Ex right: Ex right refers to the elimination behavior formed by the fact that the actual value (net asset per share) of the enterprise represented by each share of stock has decreased due to the increase of the company's capital stock. This part of the factors should be removed from the stock market price after the fact occurs.

Right filling: refers to the situation that the stock price rises after the ex right and the price difference before and after the ex right is completely compensated.

Affinity: Affinity refers to a period of time after ex right and ex dividend, if most people are not optimistic about the stock and the trading market price is lower than the ex right (ex dividend) benchmark price, that is, the stock price is lower than before ex right and ex dividend.
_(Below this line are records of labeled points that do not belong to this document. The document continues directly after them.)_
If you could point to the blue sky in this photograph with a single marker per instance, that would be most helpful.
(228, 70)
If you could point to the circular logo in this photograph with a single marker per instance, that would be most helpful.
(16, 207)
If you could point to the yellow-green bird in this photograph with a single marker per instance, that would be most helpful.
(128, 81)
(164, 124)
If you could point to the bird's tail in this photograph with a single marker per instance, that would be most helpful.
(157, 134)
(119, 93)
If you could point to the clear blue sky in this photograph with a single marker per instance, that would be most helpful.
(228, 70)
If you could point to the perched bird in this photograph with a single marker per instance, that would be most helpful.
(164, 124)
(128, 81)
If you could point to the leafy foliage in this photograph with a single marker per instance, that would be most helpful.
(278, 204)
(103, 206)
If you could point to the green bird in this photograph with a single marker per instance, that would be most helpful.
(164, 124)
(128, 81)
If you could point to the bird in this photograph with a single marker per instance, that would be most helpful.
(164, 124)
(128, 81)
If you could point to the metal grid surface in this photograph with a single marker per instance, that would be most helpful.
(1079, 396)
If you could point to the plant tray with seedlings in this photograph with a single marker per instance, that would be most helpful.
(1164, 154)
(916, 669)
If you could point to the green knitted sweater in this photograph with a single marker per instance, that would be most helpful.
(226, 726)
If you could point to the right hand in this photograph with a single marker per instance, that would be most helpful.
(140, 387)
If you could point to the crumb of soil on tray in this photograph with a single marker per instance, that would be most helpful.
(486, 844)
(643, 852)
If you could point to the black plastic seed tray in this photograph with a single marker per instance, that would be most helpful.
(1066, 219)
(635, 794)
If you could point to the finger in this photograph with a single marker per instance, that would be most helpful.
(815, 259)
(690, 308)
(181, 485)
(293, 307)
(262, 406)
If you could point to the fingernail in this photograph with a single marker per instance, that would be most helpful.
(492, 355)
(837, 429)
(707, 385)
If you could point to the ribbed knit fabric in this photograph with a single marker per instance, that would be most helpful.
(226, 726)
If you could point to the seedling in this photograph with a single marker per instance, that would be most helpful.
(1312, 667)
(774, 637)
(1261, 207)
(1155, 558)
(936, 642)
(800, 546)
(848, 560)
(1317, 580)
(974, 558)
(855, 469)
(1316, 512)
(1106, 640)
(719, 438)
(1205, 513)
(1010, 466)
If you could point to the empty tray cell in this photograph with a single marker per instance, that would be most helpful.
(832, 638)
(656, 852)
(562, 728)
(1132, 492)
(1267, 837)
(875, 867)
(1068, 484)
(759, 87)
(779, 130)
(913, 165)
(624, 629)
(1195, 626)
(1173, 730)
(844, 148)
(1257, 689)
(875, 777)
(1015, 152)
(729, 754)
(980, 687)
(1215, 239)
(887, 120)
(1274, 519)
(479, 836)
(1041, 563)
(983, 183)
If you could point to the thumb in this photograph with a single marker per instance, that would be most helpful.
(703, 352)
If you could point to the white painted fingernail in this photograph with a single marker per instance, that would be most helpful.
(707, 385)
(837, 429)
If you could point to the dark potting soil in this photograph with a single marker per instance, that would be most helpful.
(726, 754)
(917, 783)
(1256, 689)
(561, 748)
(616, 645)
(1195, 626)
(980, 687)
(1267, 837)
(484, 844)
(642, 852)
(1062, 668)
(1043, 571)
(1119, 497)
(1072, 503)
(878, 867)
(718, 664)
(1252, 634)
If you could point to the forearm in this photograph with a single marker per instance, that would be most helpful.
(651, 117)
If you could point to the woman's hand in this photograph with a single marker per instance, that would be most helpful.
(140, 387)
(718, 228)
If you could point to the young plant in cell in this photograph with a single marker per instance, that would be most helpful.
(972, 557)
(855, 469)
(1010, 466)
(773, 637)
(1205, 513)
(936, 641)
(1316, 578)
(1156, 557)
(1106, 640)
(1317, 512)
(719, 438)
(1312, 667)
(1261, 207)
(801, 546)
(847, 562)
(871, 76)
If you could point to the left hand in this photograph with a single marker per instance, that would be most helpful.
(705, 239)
XR: XR is written on the front of the securities name, indicating that the shares have been ex dividend, and will no longer enjoy the right to dividends after purchasing such shares. When the word XR appears in front of the stock name, it indicates that the day is the ex dividend day of the stock.

Ex dividend: Ex dividend: The actual value (net asset per share) of the enterprise represented by each share of stock has decreased due to dividend distribution by the shareholders of the company. After this fact, it is necessary to remove these factors from the stock market price.

DR: The securities code is marked with DR, which means ex right and ex dividend. Buying such stocks will no longer enjoy the right to share dividends.

XD: XD is marked on the front of the securities code, indicating ex dividend of the stock. After purchasing such stocks, they will no longer have the right to pay dividends.

Allotment: Allotment is the act of listed companies to further issue new shares and raise funds to the original shareholders according to the needs of the company's development and in accordance with relevant regulations and procedures.

Dividend distribution: Dividend distribution is the return on investment of listed companies to shareholders; Allotment is a behavior that listed companies issue new shares to original shareholders to further raise funds according to the needs of the company's development and relevant regulations and procedures.

Bonus shares: Bonus shares are used by listed companies to retain the profits of this year in the company and issue shares as dividends, so as to convert the profits into capital stock.

Converting into capital stock: Converting into capital stock means that the company converts capital reserve into capital stock. Converting into capital stock does not change shareholders' rights and interests, but increases the scale of capital stock, so the objective result is similar to that of bonus shares.